Sayın Çiçek’in önerisi (TAMAMI)

TBMM Başkanı Cemil Çiçek, kamuoyuna tartışılmak üzere “Teröre Karşı Ulusal Mutabakat” önerisi sundu.
Öneri hakkında iyi niyet, kötü niyet tartışması yapmayacağım ama makamın ağırlığından çok uzak, sıradan, okuyanda hiçbir heyecan yaratmayan, herkesin kaleme alabileceği bir metin.
Bence önerinin en zayıf noktası malum bölücü terör hareketinin asıl tahrik ve teşvikçilerinin ABD ve AB olduğu göz ardı edilerek kaleme alınmış bir öneri demeti olmasıdır.
Bu öneri demetinde terör sadece iç boyutuyla düşünülmüş ve kabaca değerlendirilmeye çalışılmıştır.
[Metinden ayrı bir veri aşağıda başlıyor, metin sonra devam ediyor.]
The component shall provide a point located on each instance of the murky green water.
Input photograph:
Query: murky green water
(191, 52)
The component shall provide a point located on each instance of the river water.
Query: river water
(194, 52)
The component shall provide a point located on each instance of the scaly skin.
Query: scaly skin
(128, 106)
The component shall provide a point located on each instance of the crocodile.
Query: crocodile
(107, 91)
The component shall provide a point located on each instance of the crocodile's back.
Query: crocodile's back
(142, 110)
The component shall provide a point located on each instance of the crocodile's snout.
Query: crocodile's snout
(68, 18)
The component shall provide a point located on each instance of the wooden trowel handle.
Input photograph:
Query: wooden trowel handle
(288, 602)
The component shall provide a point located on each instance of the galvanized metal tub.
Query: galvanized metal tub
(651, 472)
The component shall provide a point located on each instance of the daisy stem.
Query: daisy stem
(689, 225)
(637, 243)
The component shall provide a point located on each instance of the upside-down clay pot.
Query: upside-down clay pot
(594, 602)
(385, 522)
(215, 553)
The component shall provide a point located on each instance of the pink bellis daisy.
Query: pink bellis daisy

Terörizm gerçekte uluslararası arenada devletlerin satranç tahtasındaki piyonlar gibi, terörist örgüt denen figüranlara oynattıkları bir oyundur.
ABD’nin Büyük Ortadoğu Projesi ve özellikle Kafkaslar’daki çıkarları nedeniyle Türkiye ile ABD arasında, Kuzey Irak’taki bölücü terör açısından görüş ayrılıkları vardır.
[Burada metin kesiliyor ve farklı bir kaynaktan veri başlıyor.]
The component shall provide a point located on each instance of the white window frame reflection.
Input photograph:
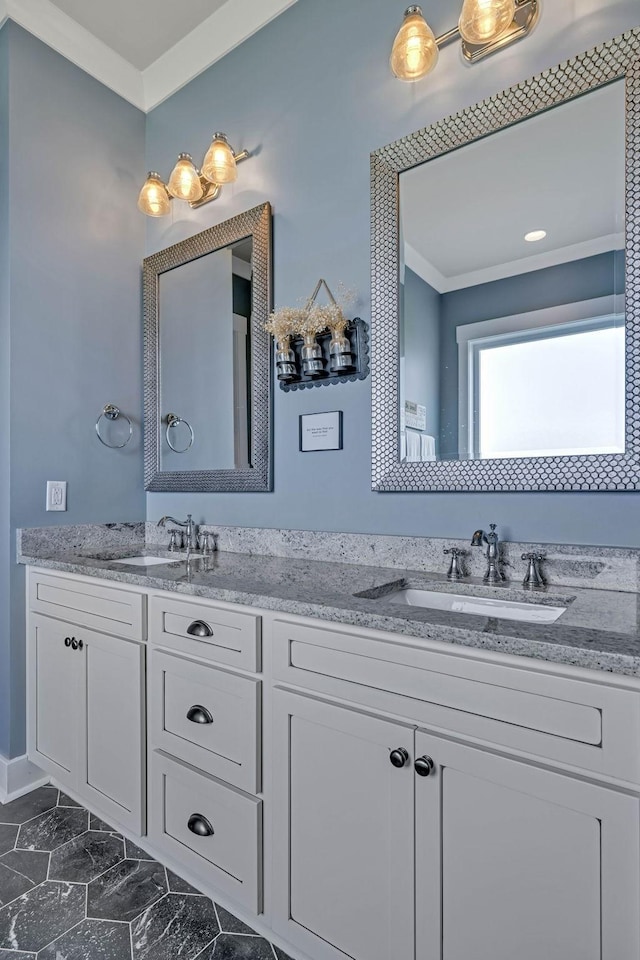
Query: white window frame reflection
(600, 313)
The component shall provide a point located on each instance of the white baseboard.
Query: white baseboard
(19, 776)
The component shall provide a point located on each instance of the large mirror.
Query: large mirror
(207, 359)
(502, 354)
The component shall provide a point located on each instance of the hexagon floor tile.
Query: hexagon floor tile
(126, 890)
(53, 828)
(85, 857)
(178, 927)
(72, 888)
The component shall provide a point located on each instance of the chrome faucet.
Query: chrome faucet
(493, 574)
(188, 524)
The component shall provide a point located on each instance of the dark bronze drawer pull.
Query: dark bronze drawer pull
(200, 825)
(399, 757)
(424, 766)
(199, 714)
(199, 629)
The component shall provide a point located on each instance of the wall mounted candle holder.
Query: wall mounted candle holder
(317, 344)
(357, 336)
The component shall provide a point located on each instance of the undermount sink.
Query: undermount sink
(146, 561)
(480, 606)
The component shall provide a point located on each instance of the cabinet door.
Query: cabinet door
(517, 861)
(54, 673)
(112, 706)
(343, 831)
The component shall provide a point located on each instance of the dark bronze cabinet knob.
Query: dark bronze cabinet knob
(424, 766)
(399, 757)
(199, 714)
(200, 825)
(199, 629)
Nitekim ABD, PKK’ya karşı El-Kaide’ye gösterdiği hassasiyeti ve sertliği göstermemektedir.
Başkan Obama, TBMM Genel Kurulu’nda geçen dönem milletvekillerine seslenirken, düşmanları olarak PKK ve El-Kaide’yi saymış ve sadece “El-Kaide’yi yerinden sökeceğiz, tahrip edeceğiz ve yeneceğiz” demiştir.
İkinci bir devlet
Türkiye’de yasalar önünde Kürt kökenli vatandaşlara hiçbir ayrımcılık yapılmamasına rağmen, “Siz PKK ile mücadelede Bağdat Hükümeti ile Barzani ile konuşun ve reform yapın” demiştir.
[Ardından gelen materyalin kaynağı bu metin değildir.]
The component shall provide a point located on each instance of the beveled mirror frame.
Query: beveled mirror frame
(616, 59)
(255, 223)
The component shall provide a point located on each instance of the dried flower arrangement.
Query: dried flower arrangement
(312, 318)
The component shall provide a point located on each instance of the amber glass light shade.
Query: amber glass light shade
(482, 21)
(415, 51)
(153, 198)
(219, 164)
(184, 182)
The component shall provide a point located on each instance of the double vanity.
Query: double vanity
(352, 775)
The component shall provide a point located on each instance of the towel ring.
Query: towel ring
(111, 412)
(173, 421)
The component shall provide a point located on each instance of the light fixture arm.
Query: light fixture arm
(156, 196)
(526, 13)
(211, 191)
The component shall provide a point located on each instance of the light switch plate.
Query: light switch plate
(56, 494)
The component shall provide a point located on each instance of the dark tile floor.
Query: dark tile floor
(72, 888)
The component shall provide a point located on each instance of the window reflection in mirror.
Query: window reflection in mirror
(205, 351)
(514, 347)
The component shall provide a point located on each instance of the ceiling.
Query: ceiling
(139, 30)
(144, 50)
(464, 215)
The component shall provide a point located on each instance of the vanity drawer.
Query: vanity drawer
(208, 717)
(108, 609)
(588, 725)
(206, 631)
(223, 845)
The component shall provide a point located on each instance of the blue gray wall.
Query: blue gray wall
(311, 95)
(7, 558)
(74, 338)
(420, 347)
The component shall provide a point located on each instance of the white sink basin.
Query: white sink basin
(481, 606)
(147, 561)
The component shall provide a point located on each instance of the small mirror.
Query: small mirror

Nitekim daha çok yakın bir dönemde, Başbakan bile ülkemizde olan son saldırılardan sonra, terörün dış boyutunun olduğunu, bunun bölgede ve batılı ülkeler arasında olduğunu söylemek zorunda kalmıştır.
Ama PKK terör örgütünün Kuzey Irak Kürt Yönetimi ve ABD tarafından desteklendiğini açıkça söylemeye cesaret edememiş ama ima etmeğe mecbur kalmıştır.
Bugün Ortadoğu’da oynan oyunun sebebi, ABD ve AB’nin enerji kaynaklarını ve kaynaklara sahip olan ve bu kaynakların denize ulaştırılmasında aracı olacak ülkeleri kontrol etme arzularıdır.
Etnik bölücü terör, Türkiye Cumhuriyeti devletini yok etmeyi değil, Sevr’de kendilerine verilmek istenen topraklarda bağımsızlıklarını sağlayarak yeni bir devlet yaratma çabasındadır.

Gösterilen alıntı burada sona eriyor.